Hold the Vinegar on My Tacos: Why Breaking Up an LLC is Hard to Do.

Colorado, like most states, makes it fairly straightforward for married people to get a divorce. Under Colorado’s “Dissolution of Marriage” statutes, one must do little more than represent that the marriage is “irretrievably broken.” It generally does not matter who is at fault or if one of the spouses disagree that the marriage is broken. If you don’t have kids or a lot of property, you might even consider navigating the court procedure pro se (that is, without an attorney), and there are resources to help you do this. Connected issues, such as property division and child support, may be more controversial, but will almost certainly not get in the way of the divorce itself.

But suppose you have a different sort of partner – a business partner. You and a buddy start up a food truck called “Extreme Tacos” and begin selling awesome street tacos.  Together you formed a limited liability company (“LLC”), signed something called an “Operating Agreement” found online, and contributed your life’s savings to buy the truck. Business has been great.  The community is abuzz about the great food and you’re even selling T-shirts with your fluorescent logo of a house-sized taco parachuting toward a regular sized human being.  Life is good — and exhausting. 

But now, your buddy wants to start offering fish and chips at the truck. You disagree – people come to the truck for tacos, and there is simply no space in the truck to prepare British pub fare, too. That and – how extreme can fish and chips be??  Every day devolves into an argument and the conflict takes over your life. You want to sell the business and move on, but your partner disagrees and cannot afford to buy you out. You need a “business divorce.” You search for that section in the Colorado statutes entitled “Dissolution of Business,” but where is it?

In general, there are three basic ways for the owners of a limited liability company to end a business relationship: (1) the owners use a provision in the operating agreement designed for that purpose; (2) the owners make some other mutually-agreed arrangement; or (3) one owner seeks a judicial dissolution of the LLC. In the dispute involving Extreme Tacos, you think options (1) and (2) are impossible, so option (3) appears to be what you need – it allows a judge to grant a “business divorce” by dissolving the business.
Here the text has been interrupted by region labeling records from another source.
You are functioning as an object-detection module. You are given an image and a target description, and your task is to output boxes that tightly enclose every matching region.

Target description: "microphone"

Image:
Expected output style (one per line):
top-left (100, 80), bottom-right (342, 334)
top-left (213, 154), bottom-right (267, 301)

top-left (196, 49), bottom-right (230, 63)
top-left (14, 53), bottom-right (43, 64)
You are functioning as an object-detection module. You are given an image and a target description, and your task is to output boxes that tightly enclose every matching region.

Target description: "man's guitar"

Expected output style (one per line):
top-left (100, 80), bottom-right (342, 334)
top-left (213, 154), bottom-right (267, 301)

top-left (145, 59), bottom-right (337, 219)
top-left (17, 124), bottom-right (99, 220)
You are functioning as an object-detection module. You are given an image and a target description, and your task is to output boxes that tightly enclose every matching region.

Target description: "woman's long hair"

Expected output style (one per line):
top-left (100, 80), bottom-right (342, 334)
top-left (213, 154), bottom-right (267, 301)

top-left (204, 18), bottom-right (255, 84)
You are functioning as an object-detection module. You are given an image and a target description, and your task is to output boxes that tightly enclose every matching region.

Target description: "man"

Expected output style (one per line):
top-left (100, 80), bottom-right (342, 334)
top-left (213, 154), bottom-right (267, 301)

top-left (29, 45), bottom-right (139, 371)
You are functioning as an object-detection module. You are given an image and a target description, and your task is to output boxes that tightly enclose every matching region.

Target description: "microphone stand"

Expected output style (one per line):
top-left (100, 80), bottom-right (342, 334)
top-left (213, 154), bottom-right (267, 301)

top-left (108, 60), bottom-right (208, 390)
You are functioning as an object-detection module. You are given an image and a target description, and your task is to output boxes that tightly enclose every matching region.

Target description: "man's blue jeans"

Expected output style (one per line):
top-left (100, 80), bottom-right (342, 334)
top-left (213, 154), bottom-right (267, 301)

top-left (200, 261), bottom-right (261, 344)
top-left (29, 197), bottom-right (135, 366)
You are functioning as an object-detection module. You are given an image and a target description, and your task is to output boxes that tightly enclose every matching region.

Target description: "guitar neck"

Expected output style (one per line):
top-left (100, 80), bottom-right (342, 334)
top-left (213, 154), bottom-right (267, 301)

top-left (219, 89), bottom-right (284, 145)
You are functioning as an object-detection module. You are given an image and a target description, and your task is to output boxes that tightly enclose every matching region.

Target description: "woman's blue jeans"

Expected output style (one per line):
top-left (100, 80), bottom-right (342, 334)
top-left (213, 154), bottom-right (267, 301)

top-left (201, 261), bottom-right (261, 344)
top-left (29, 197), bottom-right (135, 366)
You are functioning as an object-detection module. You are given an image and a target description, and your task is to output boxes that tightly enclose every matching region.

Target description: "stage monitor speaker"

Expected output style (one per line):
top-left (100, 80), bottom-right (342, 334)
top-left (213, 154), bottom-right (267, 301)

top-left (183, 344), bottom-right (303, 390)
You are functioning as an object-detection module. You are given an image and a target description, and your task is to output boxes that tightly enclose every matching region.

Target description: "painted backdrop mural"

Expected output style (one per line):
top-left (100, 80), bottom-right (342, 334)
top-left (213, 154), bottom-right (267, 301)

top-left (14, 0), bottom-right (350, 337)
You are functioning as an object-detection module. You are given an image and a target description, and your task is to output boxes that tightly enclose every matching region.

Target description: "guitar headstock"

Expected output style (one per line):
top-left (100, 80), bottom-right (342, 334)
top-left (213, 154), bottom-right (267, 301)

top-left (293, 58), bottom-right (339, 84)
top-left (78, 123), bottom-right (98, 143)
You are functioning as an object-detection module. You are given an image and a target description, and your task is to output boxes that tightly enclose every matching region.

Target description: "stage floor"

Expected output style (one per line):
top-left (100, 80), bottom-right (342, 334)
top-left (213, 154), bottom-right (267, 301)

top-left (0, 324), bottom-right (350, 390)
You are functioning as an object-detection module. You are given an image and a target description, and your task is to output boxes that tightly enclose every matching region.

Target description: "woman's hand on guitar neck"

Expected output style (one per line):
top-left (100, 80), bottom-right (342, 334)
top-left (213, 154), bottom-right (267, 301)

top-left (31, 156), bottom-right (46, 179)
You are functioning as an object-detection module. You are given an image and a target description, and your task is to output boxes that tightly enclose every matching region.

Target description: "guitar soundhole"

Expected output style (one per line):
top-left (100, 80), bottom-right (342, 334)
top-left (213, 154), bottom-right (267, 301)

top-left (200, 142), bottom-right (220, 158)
However, judicial dissolution of an LLC is not at all like dissolving a marriage. The proponent must prove an opaque point of legalese: that it is not reasonably practicable to carry on the business of the company in conformity with the operating agreement. Courts view judicial dissolution of a company as an extreme and rarely-granted remedy to business dysfunction. Also, the procedure is a full-blown lawsuit that few non-lawyers would be able to handle pro se.

The upshot: ending a business relationship between adversarial parties is not at all like ending a marriage. Judicial dissolution is much harder and potentially very expensive. The best way to deal with business dysfunction is to head it off at the beginning with a good operating agreement that plans for the whole life cycle of the business.